ST. LOUIS – Elizabeth Ann Gill was 2 years old when she disappeared from the front porch of her family's southeast Missouri home in June 1965. Her family always believed she was snatched and, 45 years on, the FBI has reclassified her case as a kidnapping and reopened the investigation.
Until last week, authorities considered Gill's disappearance in Cape Girardeau a missing child case.
Rebecca Wu of the FBI office in St. Louis said Thursday that the agency officially reclassified the case on Friday, but would not say if there was any new evidence.
Relatives and friends have refused to let the case die, hosting vigils, balloon launches and other events in Beth's honor. About 100 people gathered Saturday to mark Beth's 48th birthday.
Her sister, Martha Gill Hamilton, 60, said she remains hopeful Beth is still alive.
"I think somebody picked her up, someone who wanted a child, or (who) picked her up and sold her," Hamilton said. "I don't think she wandered off."
Beth, the youngest of 10 siblings, disappeared on June 13, 1965. Police and more than 200 volunteers searched for her for days.
Some wondered if she fell into the Mississippi River near the family home. Hamilton said that was unlikely because the toddler would have had to cross streets, railroad tracks and make her way down a bluff.
It was a close-knit neighborhood, Hamilton said. Anyone seeing Beth wandering alone would certainly have taken her home.
Roger Graham of St. Louis, a family friend who has been part of the fight to keep the case open, said four Gypsies were in the city at the time of the disappearance, staying at a motel directly behind the Gill home and selling purses in the neighborhood. Some suspected they may have abducted the girl.
Graham said he was able to find the name of a Gypsy woman who was part of the group, and authorities have tracked her down for an interview. Wu declined comment.
"I believe absolutely she's alive," Graham said. "I believe this is much bigger than Beth Gill. There are other missing kids about that same time frame. I think human trafficking was much bigger back then than people suspect."
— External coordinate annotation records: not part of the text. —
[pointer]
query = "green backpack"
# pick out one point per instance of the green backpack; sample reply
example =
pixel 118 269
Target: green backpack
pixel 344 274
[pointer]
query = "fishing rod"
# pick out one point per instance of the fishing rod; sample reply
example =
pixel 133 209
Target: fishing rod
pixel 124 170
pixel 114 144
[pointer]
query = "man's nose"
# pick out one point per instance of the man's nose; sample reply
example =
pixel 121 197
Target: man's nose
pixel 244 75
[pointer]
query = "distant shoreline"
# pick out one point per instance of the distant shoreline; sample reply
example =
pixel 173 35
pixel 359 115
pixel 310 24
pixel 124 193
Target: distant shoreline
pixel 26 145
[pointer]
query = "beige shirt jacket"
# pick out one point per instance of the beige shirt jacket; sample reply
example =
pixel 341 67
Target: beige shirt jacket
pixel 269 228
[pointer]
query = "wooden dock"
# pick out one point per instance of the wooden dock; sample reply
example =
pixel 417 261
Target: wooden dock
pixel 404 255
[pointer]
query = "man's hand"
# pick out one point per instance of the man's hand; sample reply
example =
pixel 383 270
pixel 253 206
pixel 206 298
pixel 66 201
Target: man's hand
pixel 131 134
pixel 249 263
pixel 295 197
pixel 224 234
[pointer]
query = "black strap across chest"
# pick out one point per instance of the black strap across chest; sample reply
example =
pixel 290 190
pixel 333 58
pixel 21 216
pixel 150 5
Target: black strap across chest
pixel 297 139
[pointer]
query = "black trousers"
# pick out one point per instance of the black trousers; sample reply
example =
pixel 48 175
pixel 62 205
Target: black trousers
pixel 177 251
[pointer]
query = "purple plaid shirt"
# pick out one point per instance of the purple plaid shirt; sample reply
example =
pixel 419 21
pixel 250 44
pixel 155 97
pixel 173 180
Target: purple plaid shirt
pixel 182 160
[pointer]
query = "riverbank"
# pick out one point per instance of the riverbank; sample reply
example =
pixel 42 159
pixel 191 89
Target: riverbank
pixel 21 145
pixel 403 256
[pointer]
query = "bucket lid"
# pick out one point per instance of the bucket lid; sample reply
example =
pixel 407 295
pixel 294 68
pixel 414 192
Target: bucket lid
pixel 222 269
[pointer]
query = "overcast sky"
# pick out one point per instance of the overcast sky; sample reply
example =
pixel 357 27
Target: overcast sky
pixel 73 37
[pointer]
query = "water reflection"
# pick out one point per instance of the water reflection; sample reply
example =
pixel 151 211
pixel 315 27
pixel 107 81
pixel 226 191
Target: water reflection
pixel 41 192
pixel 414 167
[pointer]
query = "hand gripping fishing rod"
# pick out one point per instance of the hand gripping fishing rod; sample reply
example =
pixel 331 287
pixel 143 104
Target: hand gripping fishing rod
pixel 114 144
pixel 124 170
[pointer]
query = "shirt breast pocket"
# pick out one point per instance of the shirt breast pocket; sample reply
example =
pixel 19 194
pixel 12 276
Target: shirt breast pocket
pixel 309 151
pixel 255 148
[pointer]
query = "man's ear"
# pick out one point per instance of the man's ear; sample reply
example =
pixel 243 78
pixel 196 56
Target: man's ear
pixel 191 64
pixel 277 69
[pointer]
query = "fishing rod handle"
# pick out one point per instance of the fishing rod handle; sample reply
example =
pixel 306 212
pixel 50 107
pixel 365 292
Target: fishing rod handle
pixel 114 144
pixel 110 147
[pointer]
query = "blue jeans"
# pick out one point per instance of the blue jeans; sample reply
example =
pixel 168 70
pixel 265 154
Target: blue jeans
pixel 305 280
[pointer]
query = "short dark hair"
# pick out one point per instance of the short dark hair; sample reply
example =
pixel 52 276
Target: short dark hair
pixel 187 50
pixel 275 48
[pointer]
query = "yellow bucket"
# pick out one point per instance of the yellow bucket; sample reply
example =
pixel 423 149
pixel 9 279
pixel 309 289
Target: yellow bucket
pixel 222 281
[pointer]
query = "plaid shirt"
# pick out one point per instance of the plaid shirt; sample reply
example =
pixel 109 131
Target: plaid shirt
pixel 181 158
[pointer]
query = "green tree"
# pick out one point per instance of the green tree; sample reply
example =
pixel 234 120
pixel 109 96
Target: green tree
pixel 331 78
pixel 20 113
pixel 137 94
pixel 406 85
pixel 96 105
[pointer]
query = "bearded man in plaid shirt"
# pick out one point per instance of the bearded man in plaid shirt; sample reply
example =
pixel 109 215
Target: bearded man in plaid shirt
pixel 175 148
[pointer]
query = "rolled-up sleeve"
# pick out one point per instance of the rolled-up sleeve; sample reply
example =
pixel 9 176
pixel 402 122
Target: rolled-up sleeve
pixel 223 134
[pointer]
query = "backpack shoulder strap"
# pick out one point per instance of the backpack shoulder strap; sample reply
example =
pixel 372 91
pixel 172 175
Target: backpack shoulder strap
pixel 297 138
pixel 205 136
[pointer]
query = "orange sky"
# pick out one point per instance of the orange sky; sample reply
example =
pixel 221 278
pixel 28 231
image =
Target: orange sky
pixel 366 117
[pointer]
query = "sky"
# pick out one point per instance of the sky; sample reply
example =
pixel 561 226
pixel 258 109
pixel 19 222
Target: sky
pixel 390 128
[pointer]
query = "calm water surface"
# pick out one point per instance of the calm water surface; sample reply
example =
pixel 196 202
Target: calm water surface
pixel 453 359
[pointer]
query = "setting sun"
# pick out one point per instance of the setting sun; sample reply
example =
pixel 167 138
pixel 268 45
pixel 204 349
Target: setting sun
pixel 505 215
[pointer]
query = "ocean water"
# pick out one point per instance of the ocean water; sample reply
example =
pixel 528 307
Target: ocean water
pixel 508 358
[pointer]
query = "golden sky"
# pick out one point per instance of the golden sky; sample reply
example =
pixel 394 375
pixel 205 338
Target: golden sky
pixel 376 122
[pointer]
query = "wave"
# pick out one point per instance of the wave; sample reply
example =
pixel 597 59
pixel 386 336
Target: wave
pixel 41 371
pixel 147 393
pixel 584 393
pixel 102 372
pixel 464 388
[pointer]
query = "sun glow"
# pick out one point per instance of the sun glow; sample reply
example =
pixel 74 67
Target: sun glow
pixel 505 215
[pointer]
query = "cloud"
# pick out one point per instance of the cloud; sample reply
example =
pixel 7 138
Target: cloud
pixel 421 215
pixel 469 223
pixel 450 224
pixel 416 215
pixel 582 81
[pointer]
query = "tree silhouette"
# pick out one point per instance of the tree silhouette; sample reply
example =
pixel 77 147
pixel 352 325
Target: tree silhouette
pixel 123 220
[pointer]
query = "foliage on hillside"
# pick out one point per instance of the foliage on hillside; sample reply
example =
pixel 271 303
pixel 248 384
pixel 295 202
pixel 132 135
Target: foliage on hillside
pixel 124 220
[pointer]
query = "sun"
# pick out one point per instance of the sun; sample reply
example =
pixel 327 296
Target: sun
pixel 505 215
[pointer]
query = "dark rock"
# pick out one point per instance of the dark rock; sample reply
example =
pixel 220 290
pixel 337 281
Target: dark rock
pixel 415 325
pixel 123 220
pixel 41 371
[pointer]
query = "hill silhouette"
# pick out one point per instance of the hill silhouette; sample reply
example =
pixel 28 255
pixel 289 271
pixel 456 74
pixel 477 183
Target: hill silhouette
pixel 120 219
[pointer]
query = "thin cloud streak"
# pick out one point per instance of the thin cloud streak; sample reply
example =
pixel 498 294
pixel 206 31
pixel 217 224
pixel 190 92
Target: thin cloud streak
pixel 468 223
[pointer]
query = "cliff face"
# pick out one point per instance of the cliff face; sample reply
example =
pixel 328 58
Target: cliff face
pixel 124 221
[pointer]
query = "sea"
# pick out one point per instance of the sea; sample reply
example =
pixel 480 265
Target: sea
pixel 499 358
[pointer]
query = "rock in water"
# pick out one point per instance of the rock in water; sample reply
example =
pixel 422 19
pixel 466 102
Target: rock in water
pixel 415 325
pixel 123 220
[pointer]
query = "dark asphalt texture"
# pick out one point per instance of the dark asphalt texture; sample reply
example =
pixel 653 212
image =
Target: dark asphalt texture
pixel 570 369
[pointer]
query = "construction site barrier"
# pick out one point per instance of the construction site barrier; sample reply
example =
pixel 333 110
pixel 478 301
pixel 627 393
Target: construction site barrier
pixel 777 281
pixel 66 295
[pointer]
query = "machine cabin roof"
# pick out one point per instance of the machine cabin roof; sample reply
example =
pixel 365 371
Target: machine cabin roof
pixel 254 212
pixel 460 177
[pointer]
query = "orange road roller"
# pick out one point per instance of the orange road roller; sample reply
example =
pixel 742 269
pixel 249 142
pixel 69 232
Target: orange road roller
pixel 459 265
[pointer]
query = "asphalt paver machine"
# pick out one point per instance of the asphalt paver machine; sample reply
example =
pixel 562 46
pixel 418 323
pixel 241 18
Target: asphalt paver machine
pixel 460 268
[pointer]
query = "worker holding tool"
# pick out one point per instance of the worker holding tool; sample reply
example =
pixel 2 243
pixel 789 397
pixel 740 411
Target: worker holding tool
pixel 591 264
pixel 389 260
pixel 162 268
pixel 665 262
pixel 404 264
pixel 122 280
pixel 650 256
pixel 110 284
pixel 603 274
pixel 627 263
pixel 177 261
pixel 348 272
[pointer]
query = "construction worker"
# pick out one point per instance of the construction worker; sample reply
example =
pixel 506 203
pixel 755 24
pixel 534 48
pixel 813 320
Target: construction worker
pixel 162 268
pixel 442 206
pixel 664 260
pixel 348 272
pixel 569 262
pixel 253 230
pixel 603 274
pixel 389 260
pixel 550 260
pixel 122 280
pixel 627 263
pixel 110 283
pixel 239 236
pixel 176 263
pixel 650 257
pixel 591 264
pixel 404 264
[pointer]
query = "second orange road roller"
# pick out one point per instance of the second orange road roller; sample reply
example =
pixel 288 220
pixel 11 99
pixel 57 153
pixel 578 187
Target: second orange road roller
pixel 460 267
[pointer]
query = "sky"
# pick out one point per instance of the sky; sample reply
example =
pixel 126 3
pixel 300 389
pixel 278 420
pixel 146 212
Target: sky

Hamilton said her parents always suspected Beth was kidnapped. Her father, who died in 1970, wrote letters to President Lyndon Johnson in the years after her disappearance, urging him to direct the FBI to investigate it as a kidnapping. FBI director J. Edgar Hoover wrote back, essentially saying the bureau's investigative options were limited unless there was proof of a kidnapping, such as an eyewitness.
But Wu said today's FBI takes a far different approach.
"The policy and guidelines for missing children have changed," she said. "Whenever a young child goes missing, it is presumed the child has been abducted until we investigate and it is proven otherwise. That's because if a young child really is abducted, time is critical."
The loss of Beth haunted the family, Hamilton said.
"It was devastating," she said. "You see your siblings cry, you can deal with that as a child, but to see your parents heartbroken is just devastating."
Now, Hamilton said, there is at least hope for resolution.
"Our expectations are that we're going to have answers, and whatever those answers are, we're going to accept," Hamilton said.